December 23, 2004

What the Gladsome Tidings Be?

I just wanted to say "what the gladsome".

I'll update later.

Posted by christin at 07:16 AM | Comments (1)

December 16, 2004

I Was Going to Get You A Donald Trump Bobble-Head, But...

(A talking Donald Trump bobble-head, no less)

Nothing says "I love you" and "thank you for making my life better" like an obnoxious, arrogant, gaudy man marketing himself in mass-produced toy form. Too bad I've finished all my Christmas shopping. It would have been almost as great as the year when people actually purchased the Big-Mouth Billy Bass.*


*Please, oh please, read that review of the Big Mouth Billy Bass.

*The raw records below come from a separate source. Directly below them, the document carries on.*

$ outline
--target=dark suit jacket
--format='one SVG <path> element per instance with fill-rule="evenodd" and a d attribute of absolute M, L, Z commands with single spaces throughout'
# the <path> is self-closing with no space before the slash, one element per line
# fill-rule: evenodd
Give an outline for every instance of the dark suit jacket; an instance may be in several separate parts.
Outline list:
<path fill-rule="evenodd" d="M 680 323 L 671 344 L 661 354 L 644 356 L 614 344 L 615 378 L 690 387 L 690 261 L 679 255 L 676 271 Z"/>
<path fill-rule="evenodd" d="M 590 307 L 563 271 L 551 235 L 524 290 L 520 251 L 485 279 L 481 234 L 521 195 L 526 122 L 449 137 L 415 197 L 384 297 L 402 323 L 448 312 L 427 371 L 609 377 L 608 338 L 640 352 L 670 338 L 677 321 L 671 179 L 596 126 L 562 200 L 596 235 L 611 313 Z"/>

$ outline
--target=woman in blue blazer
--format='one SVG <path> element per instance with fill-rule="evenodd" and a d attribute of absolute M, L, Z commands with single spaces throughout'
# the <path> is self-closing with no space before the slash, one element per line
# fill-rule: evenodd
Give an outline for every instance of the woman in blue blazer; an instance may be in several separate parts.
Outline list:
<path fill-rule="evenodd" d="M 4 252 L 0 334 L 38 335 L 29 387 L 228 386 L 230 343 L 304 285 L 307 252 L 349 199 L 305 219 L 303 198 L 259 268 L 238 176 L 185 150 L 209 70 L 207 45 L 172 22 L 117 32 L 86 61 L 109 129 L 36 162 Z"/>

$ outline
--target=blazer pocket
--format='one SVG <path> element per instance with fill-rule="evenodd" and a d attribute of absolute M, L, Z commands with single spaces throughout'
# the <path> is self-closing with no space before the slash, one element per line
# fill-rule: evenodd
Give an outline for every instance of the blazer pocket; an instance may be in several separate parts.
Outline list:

Posted by christin at 10:13 PM | Comments (3)

December 14, 2004

Things I Should Have Done Less of in 2004

*Complain
*Pity Myself
*Shop
*Waste Time
*Consider myself better than others
*Obsess
*Talk
*Not listen while pretending I was
*Envy
*Sleep

Posted by christin at 10:04 PM | Comments (12)

Things I Should Have Done More of in 2004

(Not necessarily in this order)

*Pray
*Love
*Forgive
*Encourage
*Hope
*Believe
*Give
*Dream
*Get Over It (I'm referring to irritating things generally, not specifically)
*Read

Posted by christin at 09:54 PM | Comments (0)

December 05, 2004

Observation

They say if you put a bunch of monkeys in a room with a bunch of typewriters, they would eventually come up with the complete works of Shakespeare. I don't think that's true. Think about it: even if you could gather up all the monkeys in the world, I doubt even one of them would be familiar enough with that archaic English to write even one of those plays or sonnets.

(I'm pretty sure they could come up with the complete archives of my blog, though.)

Posted by christin at 08:59 PM | Comments (8)

Taking One For the Team

Due to the infiltration of comment spammers, you won't be able to leave comments on my blog or any other Monroeblogs (or other Terrablogs) at least until tomorrow. A new program is being installed to (hopefully) keep the spammers out.

Posted by christin at 08:54 PM | Comments (0)

December 03, 2004

Distracted

My attentions have been on anything but my blog lately. I have this dysfunction that does not allow me to express anything remotely personal - not just on my blog - in everyday relationships too. You know, vulnerability and such. (In fact, as a wrote that, I wondered if maybe I was sharing too much.) Recognizing the problem is the first step to recovery, right? Well, I've known about it for many years now. Surely it will go away soon.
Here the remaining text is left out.